Affiche_Jimmy's hall

Jimmy’s Hall
Réalisé par Ken LOACH
Interprété par Barry WARD, Simone KIRBY, Jim NORTON (en savoir plus)
Drame, Historique
2014


« 1932 – Après un exil de 10 ans aux États-Unis, Jimmy Gralton rentre au pays pour aider sa mère à s’occuper de la ferme familiale.
L’Irlande qu’il retrouve, une dizaine d’années après la guerre civile, s’est dotée d’un nouveau gouvernement.

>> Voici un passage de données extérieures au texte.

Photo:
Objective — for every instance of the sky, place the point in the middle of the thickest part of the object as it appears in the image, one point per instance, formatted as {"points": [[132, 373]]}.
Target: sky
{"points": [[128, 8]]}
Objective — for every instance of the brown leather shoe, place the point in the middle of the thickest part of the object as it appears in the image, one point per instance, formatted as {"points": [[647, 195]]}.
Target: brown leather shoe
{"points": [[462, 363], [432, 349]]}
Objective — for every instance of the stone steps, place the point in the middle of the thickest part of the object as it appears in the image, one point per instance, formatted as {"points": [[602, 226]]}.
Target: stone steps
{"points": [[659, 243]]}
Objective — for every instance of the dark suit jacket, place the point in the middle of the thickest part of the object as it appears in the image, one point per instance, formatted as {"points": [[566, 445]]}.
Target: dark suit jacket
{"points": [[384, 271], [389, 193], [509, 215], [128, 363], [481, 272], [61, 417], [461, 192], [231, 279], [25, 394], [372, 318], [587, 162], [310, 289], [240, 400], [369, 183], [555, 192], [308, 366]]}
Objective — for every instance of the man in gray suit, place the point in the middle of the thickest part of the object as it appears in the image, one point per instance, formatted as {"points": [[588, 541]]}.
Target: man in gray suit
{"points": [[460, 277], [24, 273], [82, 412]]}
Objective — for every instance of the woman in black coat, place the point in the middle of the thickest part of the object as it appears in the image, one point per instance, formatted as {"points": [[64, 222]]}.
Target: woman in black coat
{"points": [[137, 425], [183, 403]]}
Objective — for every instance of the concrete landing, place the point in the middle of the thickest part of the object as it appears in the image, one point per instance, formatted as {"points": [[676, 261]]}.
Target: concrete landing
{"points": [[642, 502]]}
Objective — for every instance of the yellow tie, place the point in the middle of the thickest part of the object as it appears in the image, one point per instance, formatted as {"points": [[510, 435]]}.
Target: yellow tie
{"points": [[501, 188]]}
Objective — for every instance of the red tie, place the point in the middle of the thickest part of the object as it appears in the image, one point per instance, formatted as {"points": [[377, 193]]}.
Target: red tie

Tous les espoirs sont permis…
Suite aux sollicitations des jeunes du Comté de Leitrim, Jimmy, malgré sa réticence à provoquer ses vieux ennemis comme l’église ou les propriétaires terriens, décide de rouvrir le « Hall », un foyer ouvert à tous où l’on se retrouve pour danser, étudier, ou discuter. À nouveau, le succès est immédiat. Mais l’influence grandissante de Jimmy et ses idées progressistes ne sont toujours pas du goût de tout le monde au village. Les tensions refont surface.« 


Note Globale :

7/10


C’est une bonne fresque sociale que nous propose Ken Loagh. J’ai toujours aimé ce genre d’histoires qui, tout en traitant d’un thème aussi anodin que l’ouverture – ou plutôt la réouverture – d’un hall pour tous ceux qui veulent danser, étudier ou s’y réfugier, met en parallèle la situation sociale, religieuse et politique du pays. L’Irlande des années 30, dont l’histoire est fascinante, est un lieu idéal pour traiter d’un tel sujet. Sous des airs frivoles et dansants, où la musique nous emporte, le film nous plonge dans un pays en crise, divisé et encore sous la main mise d’une Église catholique que les idées progressistes du militant communiste qu’est Jimmy vont bousculer.